I really do not think celibacy is healthy , especially for any one who does marriage counselling.
Tia
Would it kill 'em to include a couple points from JPII in this article? By not doing so, the author reveals himself to be no more than a purveyor of FutureChurch(?!) PRnewswire, imo. |
"Today's clergy must be careful not to adopt the secular view of the priesthood as a profession, a career and a means of earning a living," the Holy Father said. "Rather, the clergy must see the priesthood as a vocation to selfless, loving service, embracing wholeheartedly the esteemed gift of celibacy and all that this involves." He explained that for this reason, "celibacy is to be regarded as an integral part of the priest's exterior and interior life, and not just as a long-standing ideal which is to be respected." |
Celibacy was a discipline practiced in the Church almost from it's outset. The split on celibacy was NOT over who got to inherit property, but what the culture and politics of a region were.
In the East, where the Bishops were more closely attuned to the politics and culture of Constantinople (and where Arianism and Iconoclasm were far more common and hung on far longer), celibecy was never very popular, and the Eastern Orthodox churches today do not follow that discipline.
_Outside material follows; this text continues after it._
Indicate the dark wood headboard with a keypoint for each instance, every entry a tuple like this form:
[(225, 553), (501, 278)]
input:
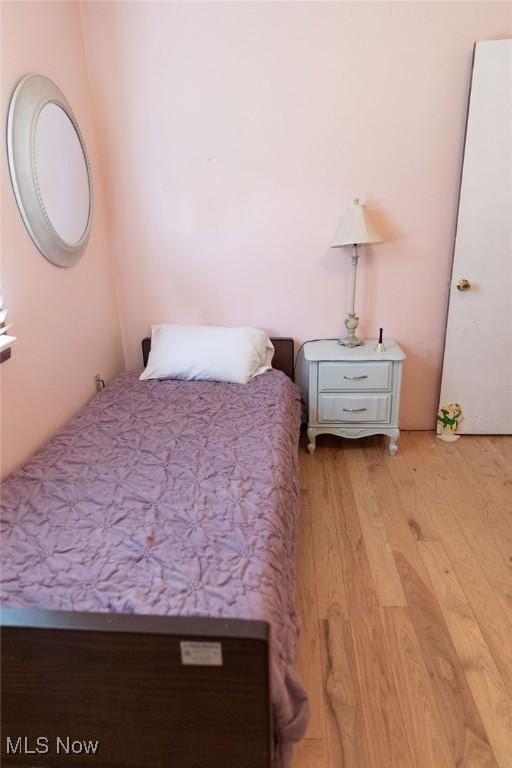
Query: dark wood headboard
[(132, 684), (283, 359)]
In the West, celibecy was tought (if not always required) and followed (if somewhat irregularly) from the early Church. It caught on at a time being a priest or a bishop was a good way to become impoverished and a martyr, so suggesting it was about who inherited money and property is really sort of silly.
The Roman Catholic Church did abandon the requirement of celibecy for about 100 years (10th or 11th century, I can't remember which off the top of my head), but reinstated it when it saw a substantial falling away of the piety and disipline of the priesthood. In a sense, the experiance with dropping that requirement has been similiar to what has happened in the Church since Vatican II, when an awful lot of bishops began turning a blind eye to the issue of homosexuality in the seminaries.